As Panteras no cortejo alternativo no Europride 2007

"Mãos ao alto, a Chueca é um assalto!": é reveladora a palavra de ordem que mais sucesso fez ao longo das muitas horas em que o Bloque Alternativo - rede que congrega vários colectivos LGBT alternativos de Madrid - desfilou no Europride este final de semana. Sob o lema "Orgulho é protesto, a quem é que isso incomoda?", o desfile crítico, mas integrado no cortejo do Europride, começou por juntar 300 activistas, entre os quais um grupo de Panteras Rosa de Lisboa e do Porto, e foi engrossando ao longo do dia, pela simpatia despertada junto do público que assistia, a ponto de ter terminado com mais de 1500 pessoas e constituído um dos maiores, senão o maior, cortejo na manifestação do Europride.

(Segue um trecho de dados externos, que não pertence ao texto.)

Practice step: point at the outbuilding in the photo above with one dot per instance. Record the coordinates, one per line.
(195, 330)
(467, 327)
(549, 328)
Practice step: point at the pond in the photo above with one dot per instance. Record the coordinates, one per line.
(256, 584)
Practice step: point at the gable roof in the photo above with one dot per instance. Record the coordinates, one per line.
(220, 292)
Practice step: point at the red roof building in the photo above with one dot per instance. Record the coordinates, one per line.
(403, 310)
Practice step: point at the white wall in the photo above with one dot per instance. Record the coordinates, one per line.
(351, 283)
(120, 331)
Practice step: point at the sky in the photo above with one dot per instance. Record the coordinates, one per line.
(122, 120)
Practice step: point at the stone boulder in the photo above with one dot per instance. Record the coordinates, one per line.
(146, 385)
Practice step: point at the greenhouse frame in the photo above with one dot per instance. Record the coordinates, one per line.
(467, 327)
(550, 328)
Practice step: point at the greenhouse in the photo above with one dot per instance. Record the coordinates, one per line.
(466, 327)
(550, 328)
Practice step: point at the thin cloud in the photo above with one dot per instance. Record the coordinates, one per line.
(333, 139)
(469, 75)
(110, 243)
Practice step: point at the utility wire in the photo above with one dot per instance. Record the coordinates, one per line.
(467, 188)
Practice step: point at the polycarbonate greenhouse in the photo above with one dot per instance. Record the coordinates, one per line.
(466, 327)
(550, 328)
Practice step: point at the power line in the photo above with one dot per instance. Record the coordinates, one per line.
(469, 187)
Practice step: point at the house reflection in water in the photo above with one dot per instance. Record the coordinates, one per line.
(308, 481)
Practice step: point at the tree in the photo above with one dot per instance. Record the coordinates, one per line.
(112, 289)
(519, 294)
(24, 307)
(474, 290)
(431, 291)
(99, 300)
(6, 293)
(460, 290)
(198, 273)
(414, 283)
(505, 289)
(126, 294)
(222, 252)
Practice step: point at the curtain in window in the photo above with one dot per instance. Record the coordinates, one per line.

De facto, as palavras de ordem escolhidas pelos nossos parceiros madrilenos parecem ter sido escolhidas para ir de encontro aos sentimentos de largas camadas do público: "fufas e maricas, também queremos casas"; "maricas e fufas também são classe operária"; "prazer anal contra o capital, prazer clitoriano contra o vaticano", e outros dizeres POLÍTICOS arrancaram uma recepção entusiástica da parte de milhares de pessoas, demonstrando bem as contradições actuais do processo de "normalização" da causa LGBT no Estado Espanhol, e um mal-estar evidente com a extrema comercialização e despolitização crescentes do movimento, sobretudo após os recentes - e importantes - avanços legais ali conquistados (casamento, adopção, Lei de Identidade de Género), que representam de alguma forma - e erroneamente - um "fim de linha" e um adormecimento para o movimento mais institucionalizado, e muito colonizado pelo PSOE, que se encontra no governo, como se a discriminação tivesse terminado com a igualdade formal reconhecida na Lei e não houvesse mais motivos para lutar, e como se os avanços sociais conseguidos em grande parte através do poder e da influência do "comércio rosa" não fossem acessíveis apenas a uma minoria da comunidade com poder económico para o consumo.

Eurocirco?
O Europride em si é o exemplo máximo deste estado de coisas: com quase nada de política ou reivindicação, parece uma ode ao dinheiro e ao consumo e à confusão instalada entre emancipação e capacidade de consumir, uma catedral de corpos masculinos (eles rendem sempre mais dinheiro do que elas), todos iguais, musculados pelos mesmos ginásios, como se talhados a plástico e produtos de beleza para parecerem qualquer coisa como "verdadeiros gays", com o comércio a definir identidades em vez das pessoas, como se o "gay" se definisse pelo que veste e consome. Enormes camiões TIR de todo o tipo de marcas e projectos comerciais, todo o tipo de multinacionais vestidas de arco-írios e transfiguradas em "amigas" dos gays, o camião do google a perguntar se já comprámos o nosso não-sei-o-quê, a Coca-cola a dizer-nos que os gays é aquilo que bebem (ou então não são gays?), numa espécie de mundo rosa em que supostamente já não há discriminação, mas tudo se compra e vende (até o direito a ser-se gay) e se conclui que quem não compra não ganhou ainda o direito à não-discriminação. Um circo? Foi a melhor palavra que nos ocorreu: um grande, grande circo.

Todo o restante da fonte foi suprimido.